Data were collected on all individuals in two block of lab work. Within each block, each animal was tested 3 times, once against an ‘intruder’ of each size. The test order in which each animal experienced the three instruder sizes was randomised in each block. The body size of all focal individuals was measured at the beginning of each block so we know that too (and have two separate measures per individual).

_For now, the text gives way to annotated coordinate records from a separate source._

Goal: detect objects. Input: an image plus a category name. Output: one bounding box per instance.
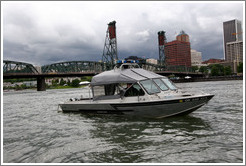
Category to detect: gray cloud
[2,1,243,65]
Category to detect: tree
[60,78,66,85]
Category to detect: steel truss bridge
[3,60,203,91]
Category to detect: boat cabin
[91,64,177,100]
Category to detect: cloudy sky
[1,1,244,65]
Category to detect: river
[2,80,244,163]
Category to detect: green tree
[71,79,80,87]
[60,78,66,85]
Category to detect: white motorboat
[59,63,214,118]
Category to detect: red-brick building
[202,59,225,64]
[165,31,191,67]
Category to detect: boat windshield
[153,78,168,91]
[161,78,178,90]
[140,80,160,94]
[124,83,145,97]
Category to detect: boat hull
[60,95,214,118]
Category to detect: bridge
[3,60,203,91]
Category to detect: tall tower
[102,21,118,69]
[223,19,243,61]
[176,30,190,42]
[158,31,167,66]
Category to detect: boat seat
[94,95,120,100]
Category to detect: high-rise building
[176,30,190,42]
[226,41,243,63]
[165,37,191,67]
[223,19,243,62]
[190,49,202,66]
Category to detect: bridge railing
[41,61,104,73]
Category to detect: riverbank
[172,76,243,83]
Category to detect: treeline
[46,76,92,88]
[193,63,243,76]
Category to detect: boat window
[93,86,105,97]
[153,78,168,91]
[162,78,177,90]
[140,80,160,94]
[93,84,120,100]
[124,83,145,97]
[104,84,116,96]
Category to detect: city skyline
[1,1,244,65]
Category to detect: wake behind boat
[59,63,214,118]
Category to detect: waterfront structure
[165,31,191,67]
[176,30,190,42]
[190,49,202,66]
[226,41,243,63]
[202,59,224,65]
[223,19,243,62]
[158,31,167,66]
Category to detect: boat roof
[91,65,164,86]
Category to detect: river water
[2,81,244,163]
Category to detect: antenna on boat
[102,21,118,70]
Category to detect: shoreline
[172,76,243,83]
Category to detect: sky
[1,1,245,65]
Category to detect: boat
[59,62,214,118]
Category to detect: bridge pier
[37,77,46,91]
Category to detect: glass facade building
[223,19,243,61]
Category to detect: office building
[223,19,243,62]
[165,31,191,67]
[190,49,202,66]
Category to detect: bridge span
[3,60,203,91]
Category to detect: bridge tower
[158,31,167,68]
[102,21,118,69]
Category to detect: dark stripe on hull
[110,95,214,109]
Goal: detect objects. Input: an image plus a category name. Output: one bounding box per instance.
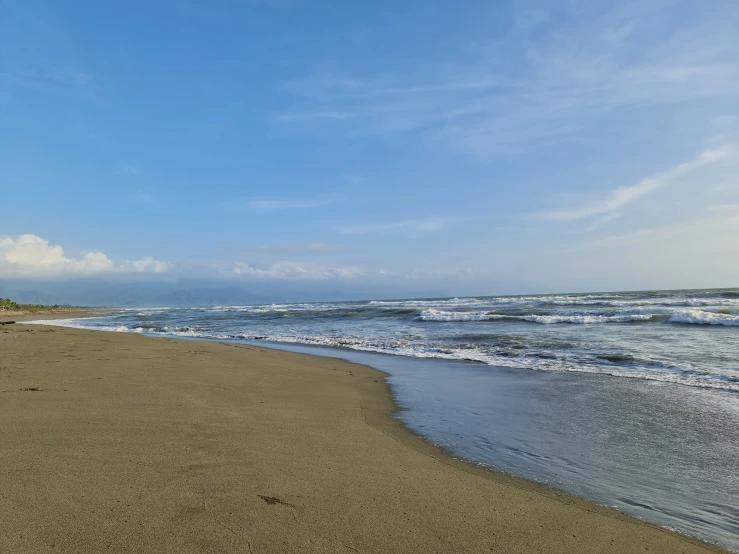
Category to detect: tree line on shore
[0,298,75,312]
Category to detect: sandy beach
[0,323,723,554]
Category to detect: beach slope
[0,324,721,554]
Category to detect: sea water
[33,289,739,551]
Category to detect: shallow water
[28,290,739,551]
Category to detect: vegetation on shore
[0,298,80,312]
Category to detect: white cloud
[0,234,169,277]
[542,146,729,222]
[278,1,739,158]
[118,257,172,273]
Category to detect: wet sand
[0,324,722,553]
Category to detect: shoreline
[0,322,725,552]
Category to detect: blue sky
[0,0,739,295]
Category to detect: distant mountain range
[0,278,444,308]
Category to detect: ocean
[31,289,739,551]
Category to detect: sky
[0,0,739,297]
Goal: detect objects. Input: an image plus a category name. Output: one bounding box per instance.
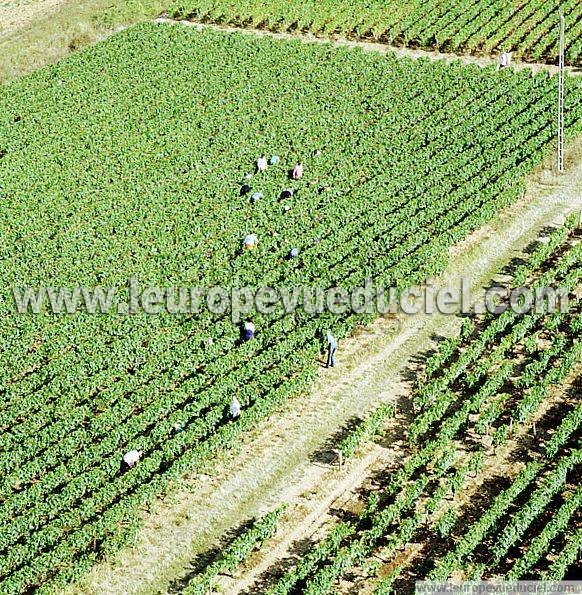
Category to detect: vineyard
[0,8,582,594]
[169,0,582,66]
[180,218,582,595]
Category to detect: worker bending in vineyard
[243,233,259,250]
[121,450,143,473]
[497,52,511,70]
[326,331,337,368]
[243,320,255,341]
[291,161,303,180]
[230,397,241,421]
[257,155,267,172]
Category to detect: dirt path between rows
[0,0,66,39]
[155,16,582,76]
[69,139,582,595]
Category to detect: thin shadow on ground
[168,519,255,595]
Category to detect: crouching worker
[243,321,255,341]
[230,397,241,421]
[121,450,143,473]
[243,233,259,250]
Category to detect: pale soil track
[0,0,66,38]
[155,16,581,76]
[74,139,582,595]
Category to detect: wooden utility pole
[558,10,565,173]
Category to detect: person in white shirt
[498,52,511,69]
[326,331,337,368]
[243,320,255,341]
[257,155,267,172]
[230,397,241,421]
[291,161,303,180]
[121,450,143,471]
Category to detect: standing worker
[230,397,241,421]
[326,331,337,368]
[243,233,259,250]
[243,320,255,341]
[497,52,511,70]
[291,161,303,180]
[121,450,143,473]
[257,155,267,172]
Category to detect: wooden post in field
[334,449,344,471]
[558,10,566,173]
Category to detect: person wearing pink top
[292,161,303,180]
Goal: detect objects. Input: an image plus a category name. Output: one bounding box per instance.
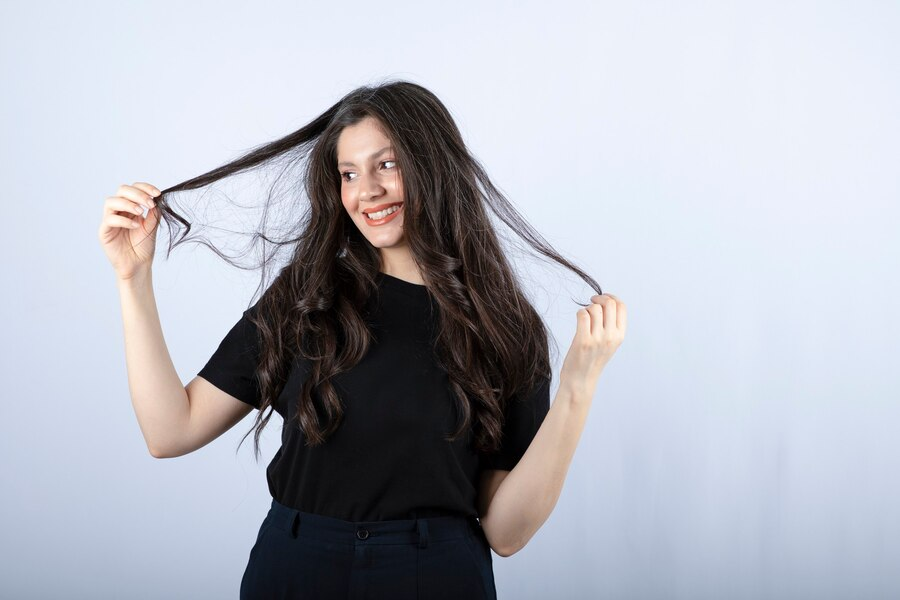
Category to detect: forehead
[337,117,390,161]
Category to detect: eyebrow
[338,146,391,167]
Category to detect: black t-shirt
[198,273,550,521]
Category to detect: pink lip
[363,202,403,214]
[363,203,403,227]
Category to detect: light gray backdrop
[0,0,900,599]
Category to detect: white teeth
[366,204,400,220]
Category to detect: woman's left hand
[559,294,628,390]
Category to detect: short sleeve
[481,377,550,471]
[197,305,262,409]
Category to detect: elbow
[492,546,522,558]
[147,446,172,458]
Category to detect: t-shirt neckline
[376,271,428,298]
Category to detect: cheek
[341,192,359,213]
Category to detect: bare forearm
[117,271,190,456]
[482,380,594,556]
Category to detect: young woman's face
[337,117,406,249]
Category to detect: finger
[104,196,144,215]
[134,181,162,197]
[103,215,141,229]
[585,303,603,338]
[606,294,628,329]
[116,184,156,208]
[575,308,591,338]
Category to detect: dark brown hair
[144,80,603,459]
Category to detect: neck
[380,246,425,285]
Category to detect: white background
[0,0,900,599]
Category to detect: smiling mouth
[363,202,403,221]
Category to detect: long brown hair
[144,80,603,459]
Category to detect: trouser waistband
[266,498,481,548]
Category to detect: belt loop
[289,510,300,540]
[416,519,428,548]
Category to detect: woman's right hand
[98,182,162,279]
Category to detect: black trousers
[240,499,497,600]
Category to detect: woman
[99,81,626,598]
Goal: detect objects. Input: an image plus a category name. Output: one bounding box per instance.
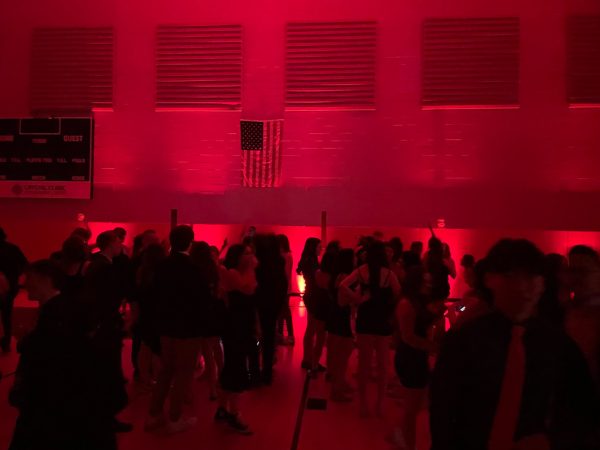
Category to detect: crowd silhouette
[0,225,600,450]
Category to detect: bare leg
[313,319,327,367]
[357,334,375,417]
[375,336,390,417]
[400,388,427,450]
[302,313,316,367]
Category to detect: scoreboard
[0,117,94,199]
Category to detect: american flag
[241,120,283,187]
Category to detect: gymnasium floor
[0,298,429,450]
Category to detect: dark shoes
[113,419,133,433]
[215,408,252,436]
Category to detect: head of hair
[223,244,248,269]
[169,225,194,252]
[242,236,254,248]
[254,234,285,270]
[473,258,494,305]
[358,236,376,247]
[71,227,92,242]
[26,259,63,289]
[296,237,321,274]
[402,251,421,270]
[389,237,404,262]
[367,241,388,292]
[410,241,423,255]
[460,253,475,269]
[427,237,444,254]
[131,234,144,258]
[61,236,89,264]
[485,239,544,275]
[325,241,342,252]
[338,248,354,275]
[142,244,167,266]
[190,241,219,290]
[277,234,291,253]
[96,230,118,251]
[114,227,127,241]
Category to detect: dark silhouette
[0,228,27,352]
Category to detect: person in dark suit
[145,225,204,433]
[83,231,133,432]
[9,260,117,450]
[0,228,27,353]
[255,234,288,385]
[430,239,600,450]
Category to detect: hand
[513,433,550,450]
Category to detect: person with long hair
[0,228,27,353]
[340,242,400,417]
[393,266,446,450]
[56,236,90,300]
[327,248,356,402]
[190,242,225,401]
[277,234,296,345]
[132,244,167,389]
[215,244,257,435]
[385,238,405,283]
[429,239,600,450]
[313,250,339,379]
[296,238,326,370]
[254,234,288,385]
[423,237,451,300]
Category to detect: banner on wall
[240,120,283,188]
[0,117,94,199]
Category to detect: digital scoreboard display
[0,117,94,199]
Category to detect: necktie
[488,325,525,450]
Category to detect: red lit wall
[0,0,600,274]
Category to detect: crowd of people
[0,225,600,450]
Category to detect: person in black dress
[83,231,133,432]
[340,242,400,417]
[255,234,288,385]
[190,242,225,401]
[145,225,208,434]
[327,248,356,402]
[296,238,326,370]
[9,260,117,450]
[423,237,456,300]
[430,239,600,450]
[132,244,167,389]
[393,266,445,450]
[215,244,258,435]
[56,236,90,302]
[0,228,27,352]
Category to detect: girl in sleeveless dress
[340,241,400,417]
[296,238,326,370]
[392,266,445,450]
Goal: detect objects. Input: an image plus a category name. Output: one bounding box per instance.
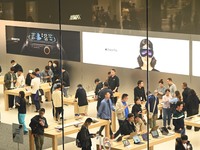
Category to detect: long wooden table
[29,117,110,150]
[184,114,200,128]
[4,83,51,111]
[63,92,121,132]
[96,133,180,150]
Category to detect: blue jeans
[163,108,172,127]
[18,113,28,131]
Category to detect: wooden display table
[96,133,180,150]
[184,115,200,128]
[4,83,51,111]
[29,117,110,150]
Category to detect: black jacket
[175,138,193,150]
[62,71,70,87]
[134,86,147,101]
[29,115,48,135]
[182,87,190,103]
[75,88,88,106]
[80,125,93,148]
[185,95,200,117]
[131,104,142,118]
[120,119,135,135]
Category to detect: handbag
[148,98,156,119]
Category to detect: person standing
[10,60,23,73]
[40,66,53,83]
[52,84,63,121]
[185,89,200,131]
[162,89,172,130]
[97,92,115,138]
[16,70,25,88]
[182,82,190,106]
[62,68,70,97]
[114,93,129,138]
[29,108,48,150]
[97,82,113,111]
[134,80,147,101]
[156,79,166,119]
[16,91,28,134]
[172,101,185,135]
[4,67,17,109]
[145,91,159,128]
[80,118,95,150]
[75,84,88,116]
[31,72,40,112]
[108,69,119,105]
[167,78,177,97]
[94,78,103,99]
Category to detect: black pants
[55,107,62,120]
[115,119,124,138]
[8,95,15,108]
[99,119,113,136]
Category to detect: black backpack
[76,130,82,148]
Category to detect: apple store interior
[0,0,200,150]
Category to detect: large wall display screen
[82,32,189,75]
[6,26,80,61]
[192,41,200,76]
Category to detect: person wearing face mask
[136,39,158,71]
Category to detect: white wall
[0,20,200,101]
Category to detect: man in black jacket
[175,135,193,150]
[29,108,48,150]
[80,118,95,150]
[62,68,70,97]
[10,60,23,73]
[172,101,185,135]
[120,113,136,135]
[134,80,146,101]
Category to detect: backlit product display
[82,32,189,75]
[192,41,200,76]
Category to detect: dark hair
[55,84,61,89]
[134,97,140,103]
[122,93,128,99]
[35,68,40,72]
[10,67,15,71]
[94,78,100,83]
[137,80,143,85]
[32,72,37,76]
[85,118,92,123]
[103,82,108,87]
[19,91,25,98]
[158,79,164,84]
[167,78,172,81]
[175,91,181,100]
[45,66,50,70]
[176,101,183,108]
[77,84,83,87]
[39,108,45,112]
[10,60,15,64]
[188,89,196,95]
[183,82,187,87]
[165,89,170,93]
[127,113,134,118]
[181,135,188,140]
[111,69,116,72]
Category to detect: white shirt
[31,77,40,94]
[17,74,25,87]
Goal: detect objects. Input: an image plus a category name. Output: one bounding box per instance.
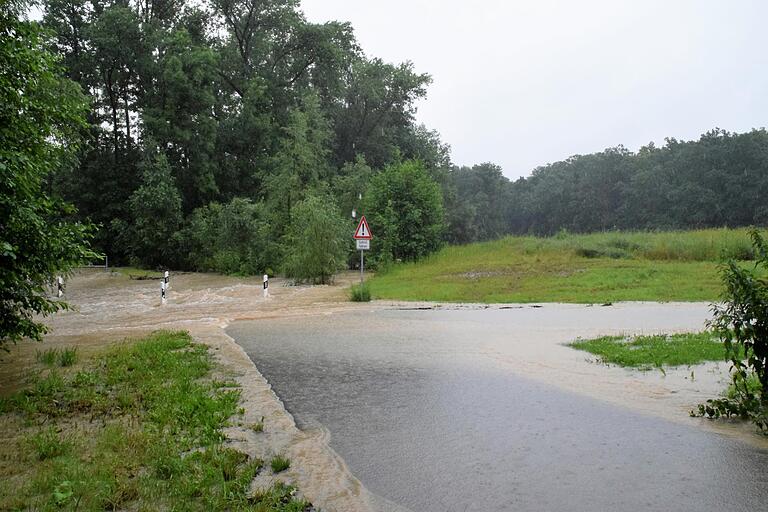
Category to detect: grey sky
[302,0,768,178]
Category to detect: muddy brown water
[227,304,768,512]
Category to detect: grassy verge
[0,332,310,511]
[369,229,753,303]
[570,332,736,368]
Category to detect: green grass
[368,229,753,303]
[570,332,726,368]
[35,347,77,368]
[349,283,371,302]
[0,332,310,512]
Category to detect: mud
[6,269,765,512]
[0,269,382,512]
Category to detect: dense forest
[33,0,768,277]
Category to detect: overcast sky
[302,0,768,178]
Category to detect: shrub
[349,283,371,302]
[269,455,291,473]
[362,161,445,264]
[698,230,768,431]
[182,198,275,275]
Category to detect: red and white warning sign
[353,215,372,240]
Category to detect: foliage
[369,229,752,304]
[0,332,311,512]
[269,455,291,473]
[0,3,95,348]
[698,230,768,432]
[570,332,725,369]
[362,160,444,263]
[284,195,350,284]
[182,198,272,274]
[123,145,182,268]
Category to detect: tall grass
[0,331,311,512]
[369,228,754,303]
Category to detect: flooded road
[227,304,768,512]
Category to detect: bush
[284,196,351,284]
[362,161,445,264]
[181,198,275,275]
[349,283,371,302]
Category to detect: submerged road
[227,304,768,512]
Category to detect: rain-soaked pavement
[227,304,768,512]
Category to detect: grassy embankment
[369,229,753,303]
[570,332,744,369]
[0,332,310,512]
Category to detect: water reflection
[228,311,768,512]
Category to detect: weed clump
[0,331,311,512]
[691,229,768,435]
[35,347,77,368]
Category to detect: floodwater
[227,304,768,512]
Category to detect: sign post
[353,215,373,288]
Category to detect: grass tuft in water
[570,332,736,368]
[35,347,77,368]
[269,455,291,473]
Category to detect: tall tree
[0,3,93,347]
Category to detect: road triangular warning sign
[353,215,372,240]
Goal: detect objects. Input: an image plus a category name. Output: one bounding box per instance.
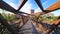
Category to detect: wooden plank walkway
[19,20,41,34]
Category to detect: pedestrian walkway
[19,20,41,34]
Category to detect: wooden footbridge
[0,0,60,34]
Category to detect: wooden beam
[0,14,18,34]
[35,0,45,12]
[46,0,60,11]
[17,0,28,10]
[0,0,28,14]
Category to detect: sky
[0,0,60,15]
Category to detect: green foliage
[2,12,19,22]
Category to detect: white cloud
[9,2,17,9]
[20,1,32,13]
[35,8,42,13]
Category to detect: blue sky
[0,0,60,15]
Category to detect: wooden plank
[46,0,60,11]
[35,0,45,12]
[17,0,28,10]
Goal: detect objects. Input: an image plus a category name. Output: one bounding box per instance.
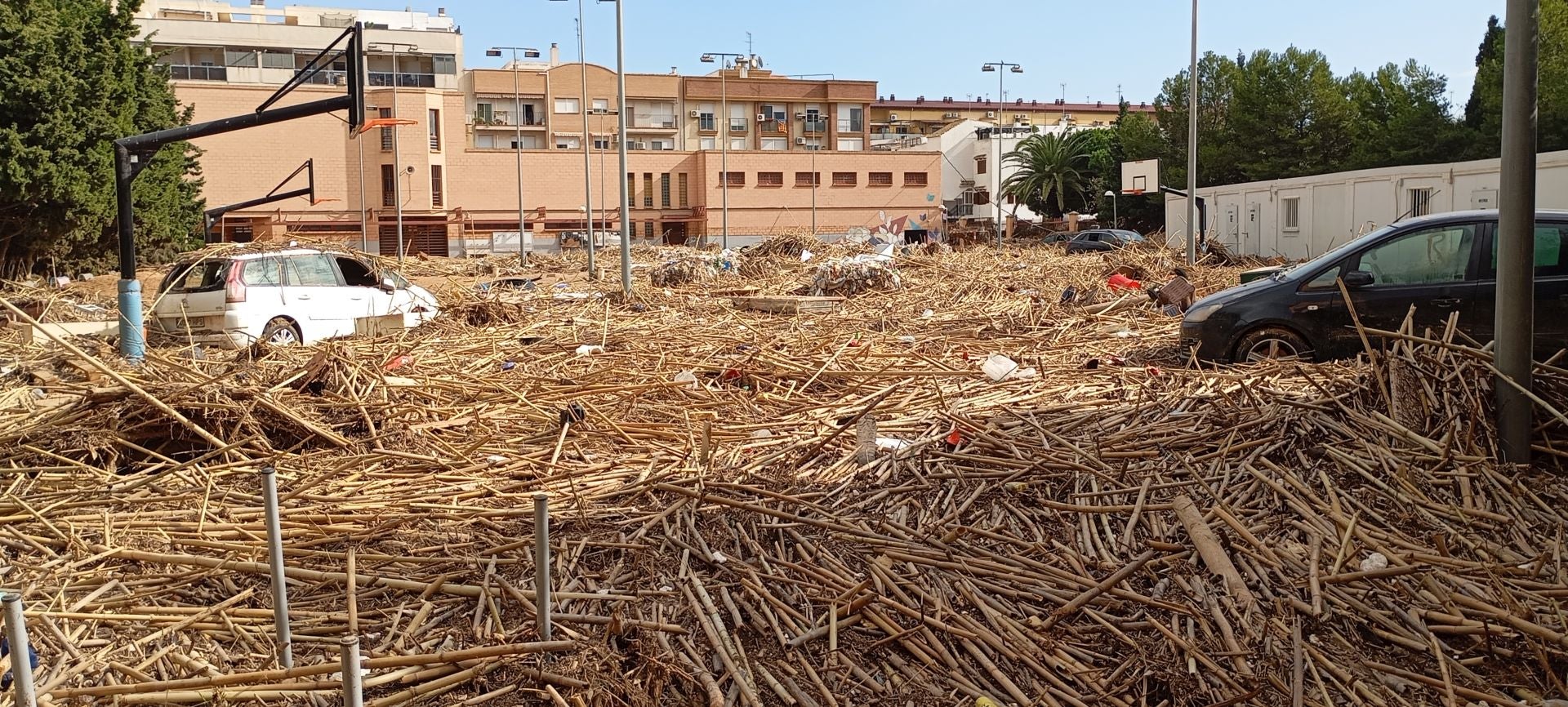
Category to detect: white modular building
[1165,150,1568,260]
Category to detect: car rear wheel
[1236,326,1312,363]
[262,317,301,346]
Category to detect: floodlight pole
[1187,0,1203,265]
[114,22,365,362]
[980,61,1024,247]
[1493,0,1541,464]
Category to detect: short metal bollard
[337,637,365,707]
[262,465,293,669]
[533,494,550,641]
[0,593,38,707]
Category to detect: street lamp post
[1187,0,1205,265]
[484,47,539,265]
[980,61,1024,247]
[699,51,749,249]
[615,0,632,298]
[376,42,419,265]
[550,0,604,279]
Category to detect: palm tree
[1002,130,1089,211]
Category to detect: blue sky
[331,0,1503,109]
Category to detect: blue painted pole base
[119,279,147,362]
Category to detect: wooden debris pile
[0,251,1568,707]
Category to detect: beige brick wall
[176,81,941,233]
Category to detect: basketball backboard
[1121,160,1160,194]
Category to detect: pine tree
[0,0,203,276]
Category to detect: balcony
[367,72,436,88]
[167,64,229,82]
[632,113,676,130]
[474,109,544,128]
[296,70,348,87]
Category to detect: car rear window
[160,260,234,295]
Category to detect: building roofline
[872,99,1154,113]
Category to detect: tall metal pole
[511,47,528,265]
[262,467,293,668]
[577,0,599,281]
[615,0,632,296]
[1187,0,1203,265]
[806,145,820,238]
[987,61,1007,247]
[0,593,38,707]
[533,491,551,641]
[1494,0,1541,464]
[718,64,727,249]
[384,44,404,265]
[354,135,370,252]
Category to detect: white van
[149,247,439,348]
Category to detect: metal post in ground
[337,637,365,707]
[262,467,293,669]
[533,494,550,641]
[0,593,38,707]
[1493,0,1541,464]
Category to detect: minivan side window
[284,254,337,287]
[240,257,284,287]
[1352,225,1477,287]
[1486,223,1568,279]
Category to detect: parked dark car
[1181,210,1568,362]
[1068,229,1143,254]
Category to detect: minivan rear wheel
[1236,326,1312,363]
[262,317,301,346]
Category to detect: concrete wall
[1165,150,1568,260]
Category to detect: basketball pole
[1187,0,1203,265]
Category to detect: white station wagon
[150,247,439,348]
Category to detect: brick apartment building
[140,0,942,254]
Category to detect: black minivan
[1181,210,1568,362]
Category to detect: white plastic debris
[980,354,1018,383]
[876,438,910,451]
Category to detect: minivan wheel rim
[1246,337,1302,361]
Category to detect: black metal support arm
[204,160,315,243]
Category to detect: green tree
[1229,47,1355,180]
[1343,60,1472,169]
[0,0,203,276]
[1002,130,1099,215]
[1154,51,1242,188]
[1464,0,1568,157]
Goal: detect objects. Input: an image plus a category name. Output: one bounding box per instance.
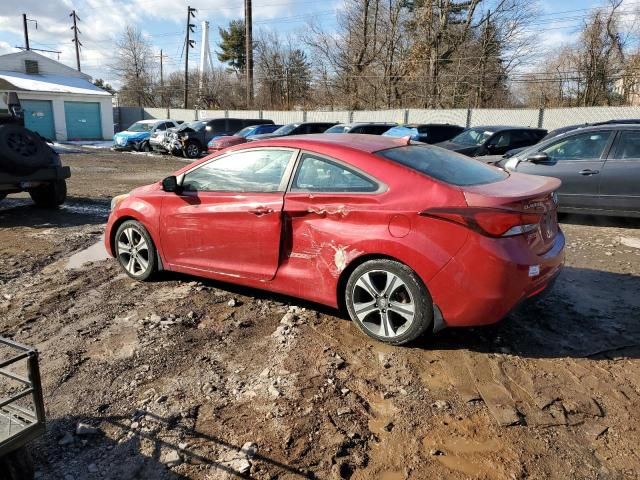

17.2.3.2 looking at the data
Let’s load the data file unicorns_aggression.csv in a R object named unicorns and make sure we understand what it contains
You can use summary(unicorns) to get an overview of the data and/or str(unicorns) to see the structure in the first few lines. This data frame has 6 variables:
ID block assay_rep opp_size aggression
Length:480 Min. :-0.5 Min. :1 Min. :-1 Min. : 5.900
Class :character 1st Qu.:-0.5 1st Qu.:1 1st Qu.:-1 1st Qu.: 8.158
Mode :character Median : 0.0 Median :2 Median : 0 Median : 8.950
Mean : 0.0 Mean :2 Mean : 0 Mean : 9.002
3rd Qu.: 0.5 3rd Qu.:3 3rd Qu.: 1 3rd Qu.: 9.822
Max. : 0.5 Max. :3 Max. : 1 Max. :12.170
body_size
Min. :192.0
1st Qu.:229.7
Median :250.0
Mean :252.5
3rd Qu.:272.0
Max. :345.2
So the different columns in the data set are:
Individual ID
Experimental Block, denoted for now as a continuous variable with possible values of -0.5 (first block) or +0.5 (second block)
Individual body_size, as measured at the start of each block in kg
The repeat number for each behavioural test, assay_rep
Opponent size (opp_size), in standard deviations from the mean (i.e., -1,0,1)
aggression, our behavioural trait, measured 6 times in total per individual (2 blocks of 3 tests)
maybe add something on how to look at data structure closely using tables
17.2.4 Do unicorns differ in aggressiveness? Your first mixed model
Fit a first mixed model with lmer that have only individual identity as a random effect and only a population mean.
Why, so simple? Because we simply want to partition variance around the mean into a component that among-individual variance and one that is within-individual variance.
Important
We are going to use the function lmer() from the 📦 lme4 package. The notation of the model formula is similar as the notation for a linear model but now we also add random effects using the notation (1 | r_effect) which indicates that we want to fit the variable r_effect as a random effect for the intercept. Thus, in lmer notation a simploe model would be :
lmer(Y ~ x1 + x2 + (1 | r_effect), data = data)
Solution
A sensible researcher would probably take the time to do some exploratory data plots here. So let’s write a mixed model. This one is going to have no fixed effects except the mean, and just one random effect - individual identity.
Linear mixed model fit by REML. t-tests use Satterthwaite's method [
lmerModLmerTest]
Formula: aggression ~ 1 + (1 | ID)
Data: unicorns
REML criterion at convergence: 1503.7
Scaled residuals:
Min 1Q Median 3Q Max
-2.68530 -0.73094 -0.04486 0.71048 2.74276
Random effects:
Groups Name Variance Std.Dev.
ID (Intercept) 0.000 0.000
Residual 1.334 1.155
Number of obs: 480, groups: ID, 80
Fixed effects:
Estimate Std. Error df t value Pr(>|t|)
(Intercept) 9.00181 0.05272 479.00000 170.7 <2e-16 ***
---
Signif. codes: 0 '***' 0.001 '**' 0.01 '*' 0.05 '.' 0.1 ' ' 1
optimizer (nloptwrap) convergence code: 0 (OK)
boundary (singular) fit: see help('isSingular')
In the summary you will find a table of fixed effects.
Fixed effects:
Estimate Std. Error df t value Pr(>|t|)
(Intercept) 9.00181 0.05272 479.00000 170.7 <2e-16 ***
The intercept (here the mean) is about 9 and is significantly >0 - fine, but not very interesting to us.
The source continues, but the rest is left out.